The Ribbons were well up in the sky, though not so far that Padi could not feel their caress, and a certain sense of lightness.

There were fewer dancers on the hill, now; the musicians’ circle was empty. The dancing itself was less frenzied, and more intimate, as if the Ribbons now bestowed benediction, after the intoxication of their rising.

Padi and Tekelia danced together, moving to the song of the Ribbons, Padi’s hand on Tekelia’s hip; Tekelia’s hand on her shoulder.

They had eaten, several times, and danced again. They had wandered the edges of the hillside, pausing for introductions, and to watch a display of acrobatics, involving meters-high leaps, sky-tumbling, and leisurely wafts, as if the athlete reclined on the back of a zephyr.

The music changed. Padi swayed closer to Tekelia, smiling into eyes that were blue and amber.

“Tired?” Tekelia asked.

Padi considered. She ought by rights to be very tired, she thought. Rather, she found herself . . . content, and full of a potent, malleable energy.

“Not tired,” she said, “and I wonder—”

She paused, looking up into the Ribbon-washed sky.

“What it is that you wonder?”

“I wonder if I could fly,” Padi said.

“To fly at a Ribbon Dance is both dangerous and beautiful,” Tekelia said, seriously. “Both attract the Haosa, of course, but I feel I should warn you that unexpected things may happen if you give yourself to the sky.”

“And yet,” Padi said, “I feel that I must.
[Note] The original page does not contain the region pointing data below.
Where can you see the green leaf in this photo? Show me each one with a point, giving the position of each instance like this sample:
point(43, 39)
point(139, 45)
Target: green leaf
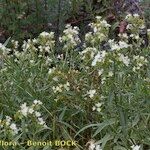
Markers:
point(103, 125)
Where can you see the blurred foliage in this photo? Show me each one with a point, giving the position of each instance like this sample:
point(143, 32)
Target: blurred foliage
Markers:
point(146, 8)
point(23, 19)
point(26, 19)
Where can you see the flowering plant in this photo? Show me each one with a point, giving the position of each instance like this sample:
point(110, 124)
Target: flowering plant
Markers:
point(103, 88)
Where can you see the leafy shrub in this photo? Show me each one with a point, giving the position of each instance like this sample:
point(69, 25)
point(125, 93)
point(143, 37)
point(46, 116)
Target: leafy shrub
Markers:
point(100, 92)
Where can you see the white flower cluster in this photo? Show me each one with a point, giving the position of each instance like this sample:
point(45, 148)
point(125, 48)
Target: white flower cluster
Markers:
point(100, 57)
point(61, 87)
point(124, 59)
point(91, 93)
point(46, 39)
point(15, 44)
point(97, 107)
point(88, 51)
point(70, 37)
point(117, 46)
point(94, 146)
point(4, 49)
point(135, 147)
point(140, 61)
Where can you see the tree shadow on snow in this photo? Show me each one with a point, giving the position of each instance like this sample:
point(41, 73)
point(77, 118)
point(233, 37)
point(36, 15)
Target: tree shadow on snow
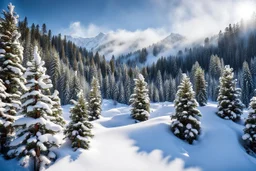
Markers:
point(118, 120)
point(160, 137)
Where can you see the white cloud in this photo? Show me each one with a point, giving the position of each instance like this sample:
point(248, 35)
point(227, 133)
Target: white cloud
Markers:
point(200, 18)
point(127, 41)
point(76, 29)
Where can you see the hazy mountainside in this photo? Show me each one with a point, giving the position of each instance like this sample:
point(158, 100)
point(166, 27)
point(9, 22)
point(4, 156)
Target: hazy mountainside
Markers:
point(88, 43)
point(148, 55)
point(113, 44)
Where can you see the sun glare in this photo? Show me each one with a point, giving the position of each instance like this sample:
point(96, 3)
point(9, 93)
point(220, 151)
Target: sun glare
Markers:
point(245, 10)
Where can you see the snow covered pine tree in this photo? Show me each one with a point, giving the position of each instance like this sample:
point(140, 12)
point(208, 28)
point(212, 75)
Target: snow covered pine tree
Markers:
point(36, 134)
point(94, 100)
point(139, 100)
point(11, 54)
point(186, 124)
point(56, 109)
point(3, 117)
point(250, 126)
point(79, 129)
point(200, 87)
point(229, 103)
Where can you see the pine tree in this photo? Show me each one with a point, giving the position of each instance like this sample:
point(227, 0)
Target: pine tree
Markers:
point(4, 119)
point(247, 84)
point(186, 124)
point(75, 85)
point(36, 134)
point(139, 100)
point(159, 85)
point(250, 126)
point(94, 100)
point(11, 54)
point(79, 129)
point(229, 103)
point(200, 87)
point(56, 109)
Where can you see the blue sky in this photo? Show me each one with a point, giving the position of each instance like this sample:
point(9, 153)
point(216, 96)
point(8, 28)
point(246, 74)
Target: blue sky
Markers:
point(86, 18)
point(112, 14)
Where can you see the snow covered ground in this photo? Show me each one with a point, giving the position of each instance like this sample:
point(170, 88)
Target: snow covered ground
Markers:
point(121, 144)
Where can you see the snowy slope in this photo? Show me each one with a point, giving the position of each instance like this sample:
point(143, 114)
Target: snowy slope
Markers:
point(121, 144)
point(114, 44)
point(89, 43)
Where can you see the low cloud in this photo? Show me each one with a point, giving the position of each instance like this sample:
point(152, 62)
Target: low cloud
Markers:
point(200, 18)
point(76, 29)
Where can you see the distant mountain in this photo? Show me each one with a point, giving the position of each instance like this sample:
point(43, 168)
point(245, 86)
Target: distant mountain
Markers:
point(166, 47)
point(88, 43)
point(110, 44)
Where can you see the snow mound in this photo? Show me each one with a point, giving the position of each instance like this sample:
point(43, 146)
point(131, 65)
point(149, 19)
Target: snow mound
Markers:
point(121, 144)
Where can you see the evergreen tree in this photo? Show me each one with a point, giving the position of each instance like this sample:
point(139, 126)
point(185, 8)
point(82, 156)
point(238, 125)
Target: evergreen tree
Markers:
point(250, 126)
point(139, 100)
point(11, 54)
point(200, 87)
point(186, 124)
point(159, 85)
point(229, 103)
point(76, 86)
point(56, 109)
point(193, 73)
point(247, 84)
point(36, 134)
point(4, 119)
point(215, 70)
point(94, 100)
point(79, 129)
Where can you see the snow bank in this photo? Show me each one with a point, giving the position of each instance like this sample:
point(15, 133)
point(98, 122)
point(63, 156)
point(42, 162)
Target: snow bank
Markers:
point(121, 144)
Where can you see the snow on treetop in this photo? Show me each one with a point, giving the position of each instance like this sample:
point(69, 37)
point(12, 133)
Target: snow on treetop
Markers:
point(37, 58)
point(141, 77)
point(11, 8)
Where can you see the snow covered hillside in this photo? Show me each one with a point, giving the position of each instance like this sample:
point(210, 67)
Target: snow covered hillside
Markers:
point(115, 44)
point(121, 144)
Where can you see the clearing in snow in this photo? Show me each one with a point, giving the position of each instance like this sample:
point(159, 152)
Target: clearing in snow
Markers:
point(121, 144)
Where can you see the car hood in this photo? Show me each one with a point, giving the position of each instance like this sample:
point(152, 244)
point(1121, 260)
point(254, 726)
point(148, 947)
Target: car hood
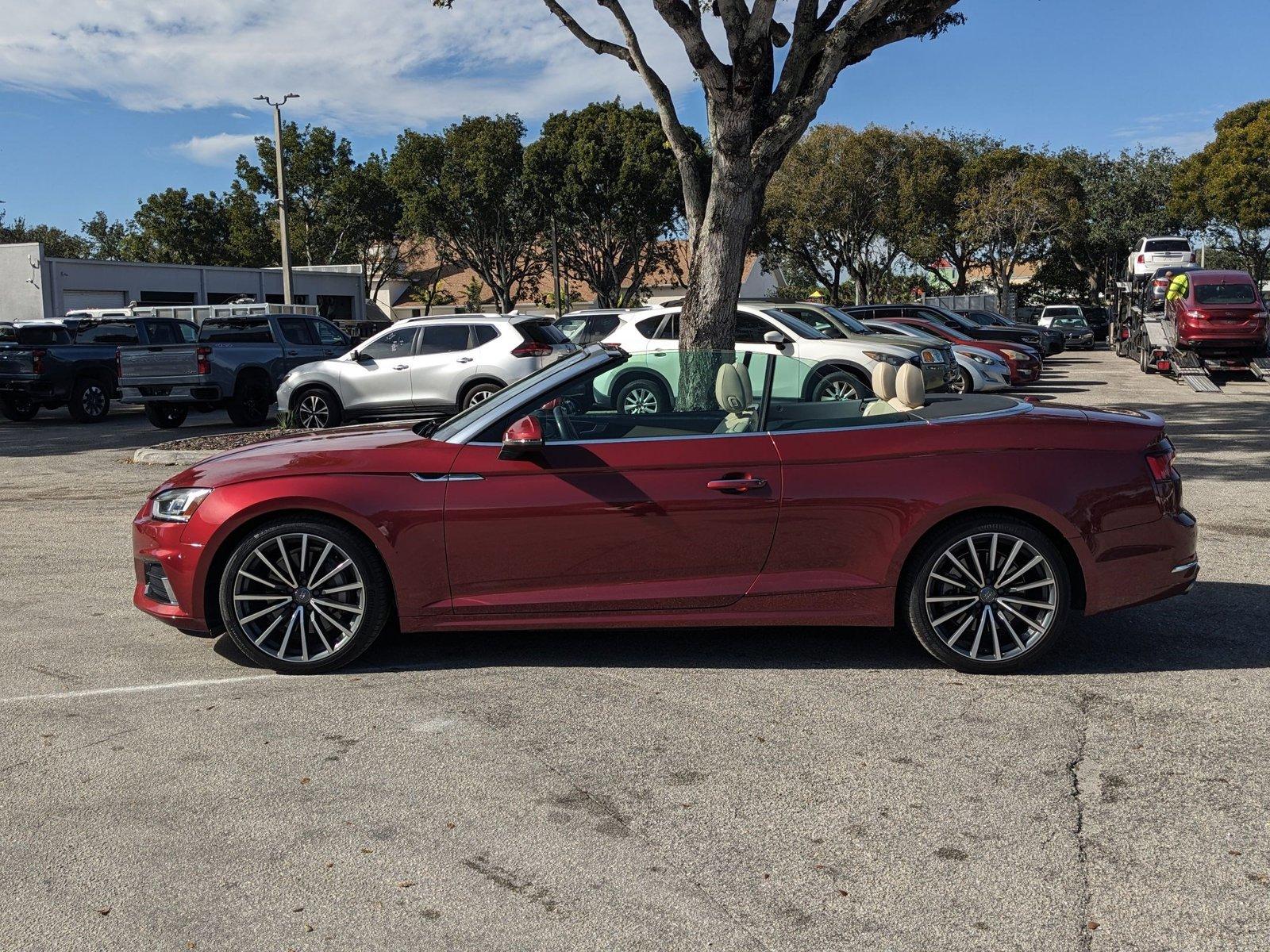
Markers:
point(374, 448)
I locked myself away for so long, that it seems . . . churlish to deny my Gift a flight, if it is able to go so high.”

“Oh,” Tekelia said, softly, “I wager you will go as high as your heart will take you.”

Startled, Padi brought her gaze down from the sky just as Tekelia dropped her hand, and stepped back, arms spread wide.
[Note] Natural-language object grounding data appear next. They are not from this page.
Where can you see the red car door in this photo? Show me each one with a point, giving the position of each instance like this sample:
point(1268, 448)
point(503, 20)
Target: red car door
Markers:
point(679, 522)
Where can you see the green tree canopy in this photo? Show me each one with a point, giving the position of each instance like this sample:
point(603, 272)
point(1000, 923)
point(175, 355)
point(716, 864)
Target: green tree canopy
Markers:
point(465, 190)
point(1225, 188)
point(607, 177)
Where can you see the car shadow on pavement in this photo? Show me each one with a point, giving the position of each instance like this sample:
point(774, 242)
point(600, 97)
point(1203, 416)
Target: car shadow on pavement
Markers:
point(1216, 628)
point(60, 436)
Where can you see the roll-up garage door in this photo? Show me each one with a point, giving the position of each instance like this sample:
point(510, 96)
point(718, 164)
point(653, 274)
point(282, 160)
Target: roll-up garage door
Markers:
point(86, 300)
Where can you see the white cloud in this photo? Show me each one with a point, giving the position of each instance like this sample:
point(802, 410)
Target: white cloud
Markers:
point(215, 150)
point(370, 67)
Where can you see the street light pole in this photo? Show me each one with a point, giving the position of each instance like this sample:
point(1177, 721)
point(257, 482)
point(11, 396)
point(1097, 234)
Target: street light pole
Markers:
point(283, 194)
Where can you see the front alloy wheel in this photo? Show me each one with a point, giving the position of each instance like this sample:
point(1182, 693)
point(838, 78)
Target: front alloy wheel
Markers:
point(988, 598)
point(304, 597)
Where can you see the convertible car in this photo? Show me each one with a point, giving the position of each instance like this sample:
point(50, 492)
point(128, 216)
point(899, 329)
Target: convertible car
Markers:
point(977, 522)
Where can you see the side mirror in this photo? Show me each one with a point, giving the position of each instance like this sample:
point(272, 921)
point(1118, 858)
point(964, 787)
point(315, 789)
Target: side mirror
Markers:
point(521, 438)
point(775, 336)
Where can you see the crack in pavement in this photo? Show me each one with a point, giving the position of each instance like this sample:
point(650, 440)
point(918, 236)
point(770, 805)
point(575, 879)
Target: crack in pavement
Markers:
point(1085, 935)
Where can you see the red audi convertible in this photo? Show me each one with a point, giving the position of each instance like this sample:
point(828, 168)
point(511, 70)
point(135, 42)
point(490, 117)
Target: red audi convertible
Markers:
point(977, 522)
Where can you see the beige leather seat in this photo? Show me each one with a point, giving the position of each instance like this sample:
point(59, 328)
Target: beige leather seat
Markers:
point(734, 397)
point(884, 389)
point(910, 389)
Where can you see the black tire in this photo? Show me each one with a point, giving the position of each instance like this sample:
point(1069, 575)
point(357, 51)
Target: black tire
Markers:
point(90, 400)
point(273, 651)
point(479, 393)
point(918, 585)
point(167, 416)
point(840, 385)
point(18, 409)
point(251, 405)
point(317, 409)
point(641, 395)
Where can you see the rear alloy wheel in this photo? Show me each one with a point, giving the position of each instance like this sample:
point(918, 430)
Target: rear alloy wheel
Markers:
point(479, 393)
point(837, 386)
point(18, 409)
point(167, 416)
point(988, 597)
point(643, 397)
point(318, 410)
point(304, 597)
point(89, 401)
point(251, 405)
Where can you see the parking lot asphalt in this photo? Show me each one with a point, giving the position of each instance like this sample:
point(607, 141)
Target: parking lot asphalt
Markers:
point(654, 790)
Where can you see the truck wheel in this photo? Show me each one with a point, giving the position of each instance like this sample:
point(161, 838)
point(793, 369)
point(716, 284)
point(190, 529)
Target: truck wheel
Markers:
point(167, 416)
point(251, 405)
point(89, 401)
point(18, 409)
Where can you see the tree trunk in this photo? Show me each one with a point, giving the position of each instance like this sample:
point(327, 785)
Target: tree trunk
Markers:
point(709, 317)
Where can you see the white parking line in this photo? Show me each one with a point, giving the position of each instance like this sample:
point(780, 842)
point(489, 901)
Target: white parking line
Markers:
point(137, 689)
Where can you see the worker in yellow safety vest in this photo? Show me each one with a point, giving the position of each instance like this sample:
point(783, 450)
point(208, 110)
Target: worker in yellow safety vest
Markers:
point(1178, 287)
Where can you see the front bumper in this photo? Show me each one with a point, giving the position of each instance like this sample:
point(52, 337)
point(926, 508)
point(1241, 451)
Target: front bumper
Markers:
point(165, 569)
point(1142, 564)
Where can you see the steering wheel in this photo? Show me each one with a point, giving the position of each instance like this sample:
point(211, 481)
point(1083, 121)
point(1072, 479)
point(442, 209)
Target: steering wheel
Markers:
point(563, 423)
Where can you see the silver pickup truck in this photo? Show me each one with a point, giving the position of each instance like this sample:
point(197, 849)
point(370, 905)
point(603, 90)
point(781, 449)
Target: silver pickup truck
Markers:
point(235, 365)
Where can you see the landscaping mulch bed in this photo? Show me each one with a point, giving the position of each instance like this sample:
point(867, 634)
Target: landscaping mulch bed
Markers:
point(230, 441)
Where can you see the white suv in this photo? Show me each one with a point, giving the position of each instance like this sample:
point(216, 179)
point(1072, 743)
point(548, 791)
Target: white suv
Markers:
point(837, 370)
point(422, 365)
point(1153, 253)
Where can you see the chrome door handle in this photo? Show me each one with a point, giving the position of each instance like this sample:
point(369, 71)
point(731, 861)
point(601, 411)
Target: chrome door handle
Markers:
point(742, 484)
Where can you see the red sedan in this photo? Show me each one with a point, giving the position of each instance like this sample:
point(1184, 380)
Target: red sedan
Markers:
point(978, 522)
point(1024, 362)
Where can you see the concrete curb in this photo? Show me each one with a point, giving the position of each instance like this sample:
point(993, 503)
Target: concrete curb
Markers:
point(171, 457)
“Follow your heart. Nothing holds you.”

And, indeed, nothing did.

Padi’s heart lifted, and the rest of her followed—it was simple and as exhilarating as that. Color bloomed around and within her; she laughed with the joy of it.

She danced there in the plain air and sky, while the Ribbons swirled above and about, curling round her waist, her arms—broad lavender ribbons, and lacy silver ribbons. Somewhere in the distance, someone was singing, and almost—almost—she could hear the words—

“How high will you rise?” a familiar voice called, and she spun, Ribboned and enraptured, to face Tekelia, who was dancing with streamers of crimson and gold.

“I think this is high enough,” she said, not even glancing down to see how far she was above the ground.

Guided by what impulse she could not have said, except that it seemed to come from the base of her spine, where she had been taught that her Gift resided—she caught the end of a lavender ribbon and extended it.

“Tekelia, dance with me.”

Around them the Ribbons flared, edging Tekelia with living flame.

“I will dance with you in joy,” Tekelia said, extending the end of a bold crimson ribbon. “Will you also dance with me?”

“In joy,” Padi promised, and knew it for truth.